If you are publishing packets to Losant with a QoS level of 1 (we support QoS levels 0 and 1), then the broker replies with an ACK when it accepts a packet. Any corruption that would cause a packet to be rejected out of hand (i.e., bad topics, un-parsable packet) the Losant broker would not respond with an ACK - and so that should be enough to know to resend.

There is still the potential for a message to be accepted by the broker, however, if the corruption is limited to the payload of the message (as long as the message as a whole is well formed) - since the broker itself doesn’t care about the contents of the message (or know what correct contents even should be). In which case, the packet would still be ACKed, the device would remain connected, and the potentially corrupted packet would still be pushed through the rest of Losant (where, for instance, if it was a Device State message, it would probably be ignored because it wouldn’t match what is expected for a device state message).

What kind of device/modem/library are you using? I’m asking around here in the office to see if anyone else has experienced anything like what you are seeing.

Thanks - that info about QoS levels you support is exactly what I was looking for. I do understand the situation you’re describing where the payload data itself could be corrupted but accepted; we can handle that seperately if needed.

We’re using a u-blox GSM modem and a ported version of the MQTT Paho library. To be honest, I suspect this is related to some hairy details of our application code (i.e. do we check every ACK in the right order, at the right time, when publishing payloads) rather than being related to our stack. We have another product with the same modem but using HTTP POST, and we don’t experience the same issue.

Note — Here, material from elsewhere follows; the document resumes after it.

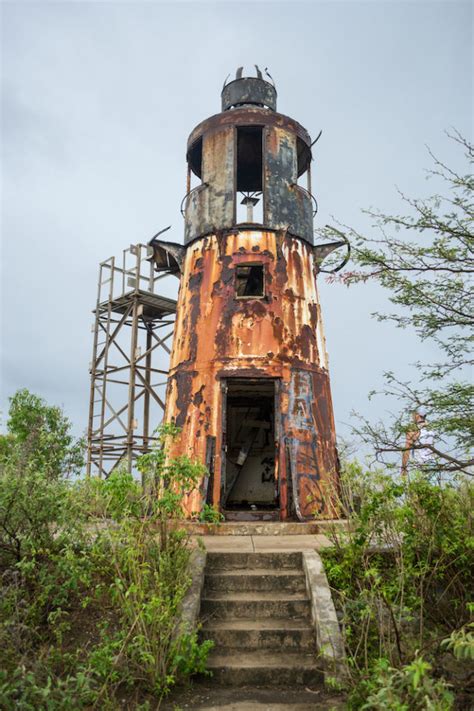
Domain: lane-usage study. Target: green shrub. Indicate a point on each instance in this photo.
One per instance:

There’s some kind of complex stuff in our application around the connect/publish/disconnect sequence, sleeping, keeping a circular buffer of failed transmits, all performed with the modem in transparent-mode (as opposed to using AT commands).

Our plan of attack right now is to modify our bulk-transmit operation so that it only publishes a single payload inside each connect/publish/disconnect, so that publishing a single message is an atomic operation. This will allow us to examine server responses on that socket with better granularity.

Thank you again for the support - if you hear anything around the office about the stack we’re using, I would be interested to know.